Jonathan Shapiro is a lovely man, soft-spoken, his cartoons are delightful, but is he all we get? During the audio commentary on The Times' Special Assignment website — concerning the repeated axing of the documentary on political satire — he sounds weary. He dutifully explains his position for an umpteenth time on Zuma’s showerhead — portrayed brilliantly in his cartoons — but his tone is as if he’s carrying the country’s demand for sanity on his shoulders. A man on the brink of packing it in and letting the country run amok.
There’s a reason Shapiro is a celebrity: he represents what we’d like the whole of South African media to be. He wins international awards, his cartoons are held up in university lectures, he’s constantly being sued and above all: he evokes a laugh.

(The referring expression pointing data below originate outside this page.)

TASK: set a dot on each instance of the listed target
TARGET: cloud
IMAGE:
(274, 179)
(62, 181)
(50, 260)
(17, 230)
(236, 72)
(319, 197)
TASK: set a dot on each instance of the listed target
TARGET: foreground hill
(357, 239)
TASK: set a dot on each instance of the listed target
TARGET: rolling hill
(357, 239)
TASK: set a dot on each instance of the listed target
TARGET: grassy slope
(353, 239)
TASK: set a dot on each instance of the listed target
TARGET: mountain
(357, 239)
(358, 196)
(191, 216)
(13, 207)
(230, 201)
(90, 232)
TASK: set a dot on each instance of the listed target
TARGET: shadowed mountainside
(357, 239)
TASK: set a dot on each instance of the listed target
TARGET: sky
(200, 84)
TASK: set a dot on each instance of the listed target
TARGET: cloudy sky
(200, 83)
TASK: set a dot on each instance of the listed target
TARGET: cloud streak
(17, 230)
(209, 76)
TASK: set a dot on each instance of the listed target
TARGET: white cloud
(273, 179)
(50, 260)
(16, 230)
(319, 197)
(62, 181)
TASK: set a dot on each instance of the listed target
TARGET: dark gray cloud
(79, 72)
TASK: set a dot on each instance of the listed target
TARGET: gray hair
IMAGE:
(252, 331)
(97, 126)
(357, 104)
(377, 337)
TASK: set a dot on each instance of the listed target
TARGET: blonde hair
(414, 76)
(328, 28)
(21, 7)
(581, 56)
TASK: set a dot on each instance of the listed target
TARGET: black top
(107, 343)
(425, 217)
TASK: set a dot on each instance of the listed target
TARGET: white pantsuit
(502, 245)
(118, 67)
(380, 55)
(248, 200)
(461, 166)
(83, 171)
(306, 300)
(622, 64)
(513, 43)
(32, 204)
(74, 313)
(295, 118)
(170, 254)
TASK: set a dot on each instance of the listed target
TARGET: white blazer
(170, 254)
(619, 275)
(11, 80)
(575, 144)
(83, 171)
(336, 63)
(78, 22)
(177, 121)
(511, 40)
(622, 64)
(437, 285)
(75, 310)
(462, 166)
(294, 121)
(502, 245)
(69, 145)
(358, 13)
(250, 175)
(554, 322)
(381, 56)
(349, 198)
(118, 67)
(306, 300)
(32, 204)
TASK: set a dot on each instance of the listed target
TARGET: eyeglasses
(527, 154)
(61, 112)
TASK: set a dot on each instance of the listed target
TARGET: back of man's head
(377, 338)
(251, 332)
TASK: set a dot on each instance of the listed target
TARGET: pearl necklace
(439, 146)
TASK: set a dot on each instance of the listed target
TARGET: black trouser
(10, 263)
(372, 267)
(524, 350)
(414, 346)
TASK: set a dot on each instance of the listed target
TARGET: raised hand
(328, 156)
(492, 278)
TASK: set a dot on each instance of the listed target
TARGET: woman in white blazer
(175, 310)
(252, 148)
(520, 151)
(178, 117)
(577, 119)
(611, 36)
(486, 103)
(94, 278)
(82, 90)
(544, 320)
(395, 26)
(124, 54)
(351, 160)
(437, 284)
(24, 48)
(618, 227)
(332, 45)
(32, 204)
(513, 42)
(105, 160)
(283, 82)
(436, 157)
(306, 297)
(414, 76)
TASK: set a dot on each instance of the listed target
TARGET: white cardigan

But the recent meddling from the SABC will mean an increased seriousness being attached to satire, strangling what is necessary in order to write a decent gag. Boundaries and a tight brief help creativity, but when the attitude of making a difference — that South African humorists are so found of — comes first, you end up with tired heavy-handed soap-boxing. Political points can be made with humour, but you can’t have an agenda of political change and gloss it up as a joke. John Cleese has defended most of his offensive satire as “people laughed … that’s all we wanted”.
I think we’re dangerously close to judging satire not on its humour or ability to make us laugh — but on its flexing of freedom. When the defence is “I didn’t get into this business to tell jokes, I got it to save lives” and your entertainers believe that they are more influential than your political opposition then your humour industry is sadly defunct.

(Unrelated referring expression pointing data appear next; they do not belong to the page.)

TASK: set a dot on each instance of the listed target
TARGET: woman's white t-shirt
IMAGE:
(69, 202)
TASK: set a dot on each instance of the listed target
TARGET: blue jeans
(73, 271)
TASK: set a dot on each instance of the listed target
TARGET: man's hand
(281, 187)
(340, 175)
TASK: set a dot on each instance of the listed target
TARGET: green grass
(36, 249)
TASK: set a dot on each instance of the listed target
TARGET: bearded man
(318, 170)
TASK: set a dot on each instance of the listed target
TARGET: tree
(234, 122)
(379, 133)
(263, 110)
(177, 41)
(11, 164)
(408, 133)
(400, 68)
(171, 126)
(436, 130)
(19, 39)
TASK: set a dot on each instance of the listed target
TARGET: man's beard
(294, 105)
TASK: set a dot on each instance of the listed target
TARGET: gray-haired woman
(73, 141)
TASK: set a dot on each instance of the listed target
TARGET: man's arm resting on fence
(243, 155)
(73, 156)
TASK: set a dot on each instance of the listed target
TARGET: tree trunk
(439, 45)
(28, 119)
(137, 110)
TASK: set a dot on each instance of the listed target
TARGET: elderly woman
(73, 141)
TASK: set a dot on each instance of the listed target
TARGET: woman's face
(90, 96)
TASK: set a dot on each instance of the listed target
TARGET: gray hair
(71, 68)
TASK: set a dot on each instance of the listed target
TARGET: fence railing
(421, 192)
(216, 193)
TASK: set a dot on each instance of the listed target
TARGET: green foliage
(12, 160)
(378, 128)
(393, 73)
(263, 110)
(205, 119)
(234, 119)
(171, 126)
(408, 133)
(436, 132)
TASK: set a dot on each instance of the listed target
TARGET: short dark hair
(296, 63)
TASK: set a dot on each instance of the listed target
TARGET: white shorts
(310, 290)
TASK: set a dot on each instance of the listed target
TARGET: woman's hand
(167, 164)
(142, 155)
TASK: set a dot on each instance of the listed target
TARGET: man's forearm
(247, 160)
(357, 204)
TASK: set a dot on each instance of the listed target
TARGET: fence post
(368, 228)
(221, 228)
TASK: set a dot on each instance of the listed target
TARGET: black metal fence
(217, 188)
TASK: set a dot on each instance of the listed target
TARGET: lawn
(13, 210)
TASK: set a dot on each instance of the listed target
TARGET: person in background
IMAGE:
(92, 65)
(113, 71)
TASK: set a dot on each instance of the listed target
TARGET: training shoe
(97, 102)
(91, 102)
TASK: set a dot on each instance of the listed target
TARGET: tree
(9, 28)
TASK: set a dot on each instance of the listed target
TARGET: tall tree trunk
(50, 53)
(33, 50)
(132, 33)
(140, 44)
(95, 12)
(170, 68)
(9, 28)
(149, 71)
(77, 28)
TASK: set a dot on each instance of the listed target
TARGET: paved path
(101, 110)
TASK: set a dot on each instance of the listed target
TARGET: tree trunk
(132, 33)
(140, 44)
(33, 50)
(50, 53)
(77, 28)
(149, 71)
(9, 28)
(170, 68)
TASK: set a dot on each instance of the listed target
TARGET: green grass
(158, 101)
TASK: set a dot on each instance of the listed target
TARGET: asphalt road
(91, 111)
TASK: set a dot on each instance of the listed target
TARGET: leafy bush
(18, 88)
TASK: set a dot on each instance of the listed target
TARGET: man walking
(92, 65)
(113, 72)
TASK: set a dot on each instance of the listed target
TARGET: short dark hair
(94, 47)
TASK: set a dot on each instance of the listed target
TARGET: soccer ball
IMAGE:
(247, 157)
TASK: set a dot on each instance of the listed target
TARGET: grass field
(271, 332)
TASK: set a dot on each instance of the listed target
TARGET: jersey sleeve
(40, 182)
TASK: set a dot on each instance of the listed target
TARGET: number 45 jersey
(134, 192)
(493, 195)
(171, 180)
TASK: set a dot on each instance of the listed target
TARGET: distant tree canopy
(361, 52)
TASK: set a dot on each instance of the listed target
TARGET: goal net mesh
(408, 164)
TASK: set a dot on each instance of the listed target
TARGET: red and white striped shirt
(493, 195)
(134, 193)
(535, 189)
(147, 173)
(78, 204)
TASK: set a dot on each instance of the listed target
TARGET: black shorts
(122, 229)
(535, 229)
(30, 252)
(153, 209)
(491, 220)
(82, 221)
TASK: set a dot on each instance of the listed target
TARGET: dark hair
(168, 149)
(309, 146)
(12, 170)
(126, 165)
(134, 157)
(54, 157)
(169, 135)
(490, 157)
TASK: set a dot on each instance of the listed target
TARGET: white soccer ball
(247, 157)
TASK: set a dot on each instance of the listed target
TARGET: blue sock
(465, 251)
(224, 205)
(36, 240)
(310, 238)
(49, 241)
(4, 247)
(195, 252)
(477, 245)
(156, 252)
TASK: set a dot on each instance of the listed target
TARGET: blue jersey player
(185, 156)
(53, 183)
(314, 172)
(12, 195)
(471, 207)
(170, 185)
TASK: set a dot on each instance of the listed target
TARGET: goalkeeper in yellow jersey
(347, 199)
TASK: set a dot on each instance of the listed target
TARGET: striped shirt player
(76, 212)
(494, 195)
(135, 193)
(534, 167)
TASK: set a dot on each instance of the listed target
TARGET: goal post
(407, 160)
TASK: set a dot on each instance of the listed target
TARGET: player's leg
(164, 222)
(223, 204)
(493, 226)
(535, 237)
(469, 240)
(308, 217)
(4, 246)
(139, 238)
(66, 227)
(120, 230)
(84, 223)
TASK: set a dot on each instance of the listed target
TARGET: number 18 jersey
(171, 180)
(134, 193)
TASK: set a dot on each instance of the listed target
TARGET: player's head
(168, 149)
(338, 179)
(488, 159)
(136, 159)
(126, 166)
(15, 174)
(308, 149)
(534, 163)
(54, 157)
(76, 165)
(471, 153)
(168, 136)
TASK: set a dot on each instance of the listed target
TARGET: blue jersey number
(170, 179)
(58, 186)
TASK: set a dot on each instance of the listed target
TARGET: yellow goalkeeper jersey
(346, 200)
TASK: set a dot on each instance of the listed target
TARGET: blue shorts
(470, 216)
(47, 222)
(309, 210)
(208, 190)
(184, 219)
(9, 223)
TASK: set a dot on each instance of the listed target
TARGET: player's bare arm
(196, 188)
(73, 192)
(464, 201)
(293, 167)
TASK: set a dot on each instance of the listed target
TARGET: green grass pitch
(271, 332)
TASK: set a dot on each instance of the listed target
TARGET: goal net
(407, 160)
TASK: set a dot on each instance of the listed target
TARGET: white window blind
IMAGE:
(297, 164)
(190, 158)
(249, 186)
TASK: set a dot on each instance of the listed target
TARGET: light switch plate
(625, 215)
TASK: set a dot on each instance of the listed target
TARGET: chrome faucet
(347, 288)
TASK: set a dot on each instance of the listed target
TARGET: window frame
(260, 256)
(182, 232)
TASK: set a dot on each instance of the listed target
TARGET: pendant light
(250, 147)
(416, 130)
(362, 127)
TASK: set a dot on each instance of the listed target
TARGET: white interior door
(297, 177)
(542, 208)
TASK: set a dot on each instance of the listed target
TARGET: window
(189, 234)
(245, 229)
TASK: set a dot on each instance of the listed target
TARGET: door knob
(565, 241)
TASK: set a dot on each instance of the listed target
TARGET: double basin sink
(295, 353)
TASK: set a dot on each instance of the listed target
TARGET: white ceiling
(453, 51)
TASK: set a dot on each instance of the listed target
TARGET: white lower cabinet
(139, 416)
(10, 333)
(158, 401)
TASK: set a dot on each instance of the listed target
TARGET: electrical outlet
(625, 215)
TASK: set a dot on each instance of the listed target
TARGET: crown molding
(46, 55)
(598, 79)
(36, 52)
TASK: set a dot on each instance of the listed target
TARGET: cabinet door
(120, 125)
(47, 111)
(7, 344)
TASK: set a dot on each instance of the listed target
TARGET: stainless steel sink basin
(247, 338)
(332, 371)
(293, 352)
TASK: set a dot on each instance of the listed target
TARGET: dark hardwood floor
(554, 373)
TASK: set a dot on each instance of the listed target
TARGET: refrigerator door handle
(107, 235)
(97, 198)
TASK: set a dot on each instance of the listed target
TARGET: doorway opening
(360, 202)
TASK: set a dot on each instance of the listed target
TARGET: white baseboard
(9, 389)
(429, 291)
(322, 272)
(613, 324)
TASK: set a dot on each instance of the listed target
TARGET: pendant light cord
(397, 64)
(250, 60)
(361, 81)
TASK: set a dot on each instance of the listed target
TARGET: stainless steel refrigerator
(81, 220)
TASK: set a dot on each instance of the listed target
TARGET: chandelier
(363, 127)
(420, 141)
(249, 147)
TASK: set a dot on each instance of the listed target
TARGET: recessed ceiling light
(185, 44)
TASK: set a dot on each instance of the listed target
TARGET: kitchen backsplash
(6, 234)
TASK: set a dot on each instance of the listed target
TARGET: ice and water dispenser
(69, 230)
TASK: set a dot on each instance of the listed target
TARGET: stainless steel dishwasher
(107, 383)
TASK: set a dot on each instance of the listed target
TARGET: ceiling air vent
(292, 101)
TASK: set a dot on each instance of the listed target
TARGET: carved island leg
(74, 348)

The Z- News show — involving politicians as puppets — is ropey at best. A poor imitation of the UK’s Spitting Image, it was canned by the SABC not for quality reasons, but absurd controversy. The problem with having to fight for your satirical forums is it doesn’t give writers the chance to become any good.
If we have to fight the SABC for scraps of “political incorrectness” will anyone have the courage to criticise a satirical show if one were to get through the censors? Will we sit back stone-faced, mirthless and thankful with what we’re given? Or will we leave it to the responsibility of Nando’s to produce our political commentary?
This sensibility, as a nation, takes time to form. Finding comedic boundaries of talent (from writers) and tolerance (from an audience) is a lengthy process. If anything we’re sliding backwards, with the SABC adding considerable weight. If we have to fight relentlessly for a piece of comedy to exist will we forget that it has to make us laugh?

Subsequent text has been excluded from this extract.